I ran a Pro-Football Reference Game Play search for all interceptions in 2014 regular season excluding pick-sixes and interceptions with lost fumbles on the return. Pick-sixes were excluded because a touchdown precludes an offense driving and, thus, are uninvolved in the tabulation of average starting field position. Four returns with fumbles lost by the interceptor and recovered by the intercepted team were excluded because possession was regained.

Extracted from that data were the (a) spot of the interception and (b) spot of being downed following INT return. Computed with those values were the (c) interception yards from the spot of the INT to the spot of being downed or 20 for touchbacks and (d) starting field position for the interceptor’s offensive unit measured from a team’s goal line to b, the spot of being down.
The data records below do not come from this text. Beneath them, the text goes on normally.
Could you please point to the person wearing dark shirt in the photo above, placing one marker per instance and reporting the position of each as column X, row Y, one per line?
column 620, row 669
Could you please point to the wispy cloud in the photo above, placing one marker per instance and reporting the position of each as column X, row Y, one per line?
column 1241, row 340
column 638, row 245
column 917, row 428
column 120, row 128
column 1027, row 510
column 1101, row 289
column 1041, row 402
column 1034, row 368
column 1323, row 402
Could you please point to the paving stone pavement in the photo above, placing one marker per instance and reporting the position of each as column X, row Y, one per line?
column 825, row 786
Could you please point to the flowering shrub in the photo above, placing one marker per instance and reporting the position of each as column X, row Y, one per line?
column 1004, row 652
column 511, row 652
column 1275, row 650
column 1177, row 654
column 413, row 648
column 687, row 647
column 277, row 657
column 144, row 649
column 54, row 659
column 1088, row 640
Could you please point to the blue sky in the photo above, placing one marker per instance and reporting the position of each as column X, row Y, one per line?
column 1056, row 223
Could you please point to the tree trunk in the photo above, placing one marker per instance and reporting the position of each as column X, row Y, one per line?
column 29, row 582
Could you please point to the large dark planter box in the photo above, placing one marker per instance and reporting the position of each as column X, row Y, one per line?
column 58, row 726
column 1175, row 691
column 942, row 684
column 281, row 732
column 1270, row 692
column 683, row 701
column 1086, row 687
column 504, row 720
All spot-yardage values were scaled from 1 to 99 with 1 being the intercepting team’s own goal line and 99 being their opponents’ goal lines.
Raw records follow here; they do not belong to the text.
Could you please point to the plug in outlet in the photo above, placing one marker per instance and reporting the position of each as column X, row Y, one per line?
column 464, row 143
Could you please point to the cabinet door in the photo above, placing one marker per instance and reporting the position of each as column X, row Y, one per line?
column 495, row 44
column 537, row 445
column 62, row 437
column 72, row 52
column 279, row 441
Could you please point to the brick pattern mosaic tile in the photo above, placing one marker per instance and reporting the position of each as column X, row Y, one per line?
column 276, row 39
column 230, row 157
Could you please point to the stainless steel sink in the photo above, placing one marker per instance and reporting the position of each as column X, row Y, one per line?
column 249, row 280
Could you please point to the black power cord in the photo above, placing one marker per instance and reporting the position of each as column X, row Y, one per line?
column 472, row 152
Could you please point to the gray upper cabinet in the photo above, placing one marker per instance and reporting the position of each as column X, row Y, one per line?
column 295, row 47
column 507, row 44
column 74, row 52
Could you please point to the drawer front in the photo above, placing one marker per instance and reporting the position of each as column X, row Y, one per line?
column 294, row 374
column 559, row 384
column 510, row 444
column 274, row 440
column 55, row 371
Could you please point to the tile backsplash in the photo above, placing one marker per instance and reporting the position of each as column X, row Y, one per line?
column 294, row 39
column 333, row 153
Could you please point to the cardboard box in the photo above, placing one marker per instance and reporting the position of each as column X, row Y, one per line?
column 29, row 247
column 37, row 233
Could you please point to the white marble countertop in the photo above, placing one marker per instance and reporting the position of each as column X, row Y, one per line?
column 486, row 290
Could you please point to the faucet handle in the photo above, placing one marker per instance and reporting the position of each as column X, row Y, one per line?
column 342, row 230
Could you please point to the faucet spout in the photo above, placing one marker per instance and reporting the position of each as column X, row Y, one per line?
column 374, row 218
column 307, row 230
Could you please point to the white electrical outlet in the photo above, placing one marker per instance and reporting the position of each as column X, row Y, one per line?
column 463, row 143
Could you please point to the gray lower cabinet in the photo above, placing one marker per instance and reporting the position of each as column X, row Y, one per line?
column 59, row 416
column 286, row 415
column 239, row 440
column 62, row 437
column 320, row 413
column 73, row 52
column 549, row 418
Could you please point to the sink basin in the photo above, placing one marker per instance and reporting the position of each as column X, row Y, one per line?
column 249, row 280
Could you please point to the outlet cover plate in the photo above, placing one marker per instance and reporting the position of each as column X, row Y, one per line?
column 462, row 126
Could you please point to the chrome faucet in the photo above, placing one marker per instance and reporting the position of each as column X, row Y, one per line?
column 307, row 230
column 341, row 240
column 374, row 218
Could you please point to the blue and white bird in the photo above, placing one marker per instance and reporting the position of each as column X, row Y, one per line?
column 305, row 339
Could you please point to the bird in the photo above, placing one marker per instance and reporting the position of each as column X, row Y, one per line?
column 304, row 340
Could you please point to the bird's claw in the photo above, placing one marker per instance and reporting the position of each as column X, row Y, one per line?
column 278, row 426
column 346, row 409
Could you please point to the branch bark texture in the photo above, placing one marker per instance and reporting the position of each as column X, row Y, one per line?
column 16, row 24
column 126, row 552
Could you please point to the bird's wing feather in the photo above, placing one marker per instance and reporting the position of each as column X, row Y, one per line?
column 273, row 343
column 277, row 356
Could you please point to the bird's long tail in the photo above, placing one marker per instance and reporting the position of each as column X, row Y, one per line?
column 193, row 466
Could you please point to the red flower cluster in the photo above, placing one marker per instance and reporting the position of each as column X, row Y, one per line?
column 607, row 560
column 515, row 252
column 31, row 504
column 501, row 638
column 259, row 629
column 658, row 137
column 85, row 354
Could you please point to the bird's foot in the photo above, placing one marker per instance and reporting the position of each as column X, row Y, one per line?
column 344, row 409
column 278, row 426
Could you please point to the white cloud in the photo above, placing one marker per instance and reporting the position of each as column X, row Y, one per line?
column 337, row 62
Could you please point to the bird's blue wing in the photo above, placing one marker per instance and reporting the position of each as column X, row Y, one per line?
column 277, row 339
Table 1 contains various interception statistics for 2014 NFL teams, including League averages. The interception return yardage value we are interested in is Mean INT FP column. Teams are ranked by average starting field position following interceptions. Interestingly, I was forced to revisit my earlier debate of the greater value of Amukamara’s and Harris’ interceptions. It appears that over the course of the 2014-‘15 seasons, the Giants’ defense endowed their offense with the greatest field position advantage with interceptions but the average spot of their 16 interceptions was nearly midfield. Compare this to the average spot of the 16 Dallas Cowboys interceptions, their own 30—where opponents are within field goal range. Although intuitive, interception spot increased with field position following interception (N = 393, r = .81, p < .001). Interception return yards also increased with field position following interception (r = .41, p <.001).
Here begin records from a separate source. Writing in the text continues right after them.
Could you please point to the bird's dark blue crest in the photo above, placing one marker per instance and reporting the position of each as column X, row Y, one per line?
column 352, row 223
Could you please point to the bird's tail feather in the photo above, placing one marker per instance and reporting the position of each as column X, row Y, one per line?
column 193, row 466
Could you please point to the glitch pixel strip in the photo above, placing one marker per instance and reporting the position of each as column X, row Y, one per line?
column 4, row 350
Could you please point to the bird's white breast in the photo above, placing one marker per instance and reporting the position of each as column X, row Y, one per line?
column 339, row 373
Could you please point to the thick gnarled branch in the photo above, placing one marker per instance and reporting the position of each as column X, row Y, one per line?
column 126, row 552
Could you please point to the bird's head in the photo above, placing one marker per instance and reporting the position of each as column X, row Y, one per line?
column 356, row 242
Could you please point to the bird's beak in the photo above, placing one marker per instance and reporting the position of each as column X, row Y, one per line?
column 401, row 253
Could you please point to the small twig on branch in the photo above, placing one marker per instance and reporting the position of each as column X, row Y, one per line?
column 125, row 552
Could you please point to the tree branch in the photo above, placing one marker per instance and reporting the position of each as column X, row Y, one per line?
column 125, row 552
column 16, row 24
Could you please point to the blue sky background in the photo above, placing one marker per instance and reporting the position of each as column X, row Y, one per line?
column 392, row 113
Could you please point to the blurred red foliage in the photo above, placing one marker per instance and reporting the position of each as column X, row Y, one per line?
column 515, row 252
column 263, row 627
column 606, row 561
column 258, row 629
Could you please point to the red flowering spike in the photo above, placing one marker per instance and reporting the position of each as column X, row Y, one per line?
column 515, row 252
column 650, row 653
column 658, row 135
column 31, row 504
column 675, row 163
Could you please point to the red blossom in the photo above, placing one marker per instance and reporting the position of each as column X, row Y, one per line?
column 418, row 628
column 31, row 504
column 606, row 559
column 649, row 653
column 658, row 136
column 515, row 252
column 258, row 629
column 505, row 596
**Table 1.** Interception Yards and Interception Field Position (Yards) Following Interceptions for 2014-15 NFL Teams
TEAM	Mean FP	Non-TD INT	Mean INT Spot	Non-TD INT Yards	Mean nTD INT Yards	INT FP Yards	Mean INT FP
SDG	26.4	6	18.8	72	12.0	185	30.8
CAR	27.7	10	23.4	190	19.0	424	42.4
NYJ	27.8	6	24.7	54	9.0	202	33.7
KAN	29.3	5	27.0	76	15.2	211	42.2
CHI	25.9	13	30.1	142	10.9	533	41.0
PIT	25.7	7	30.1	127	18.1	338	48.3
DAL	28.9	16	30.3	149	9.3	634	39.6
NWE	25.5	12	30.9	140	11.7	511	42.6
STL	28.0	10	31.3	108	10.8	421	42.1
ATL	26.5	15	32.1	104	6.9	586	39.1
MIA	31.1	11	33.1	188	17.1	552	50.2
SEA	27.8	21	33.5	298	14.2	1001	47.7
IND	28.7	11	34.5	96	8.7	475	43.2
SFO	30.5	11	34.6	207	18.8	588	53.5
PHI	30.0	9	35.3	56	6.2	374	41.6
JAX	25.7	5	35.8	65	13.0	244	48.8
CLE	26.8	18	37.9	260	14.4	943	52.4
ARI	26.9	15	38.3	154	10.3	728	48.5
BAL	28.7	10	39.1	91	9.1	482	48.2
DET	29.9	18	39.3	336	18.7	1043	57.9
NOR	30.6	16	39.3	200	12.5	829	51.8
GNB	28.5	15	39.5	228	15.2	820	54.7
CIN	30.3	19	40.4	174	9.2	941	49.5
WAS	25.1	6	40.5	30	5.0	273	45.5
MIN	27.3	11	40.8	90	8.2	539	49.0
BUF	30.2	18	41.2	346	19.2	1088	60.4
TEN	25.8	11	41.7	119	10.8	578	52.5
TAM	26.6	11	41.9	76	6.9	537	48.8
DEN	28.9	16	42.1	173	10.8	846	52.9
HOU	27.7	16	44.0	265	16.6	969	60.6
NYG	28.2	16	45.5	266	16.6	994	62.1
OAK	24.2	9	53.4	76	8.4	557	61.9

LEAGUE	27.9	12.3	36.8	154.9	12.6	607.7	49.5

[1] Pro-Football Reference’ Expected Points model tells us that Amukamara’s INT was worth -3.78 EPA and Harris’ -1.6 EPA but Amukamara’s INT yielded a net EP -3.56 and Harris’, -5.91. Amukamara’s INT is worth a greater EPA value probably due to resultant field position but Harris’ INT has a greater net EPA value because his opponent was near the endzone he was defending.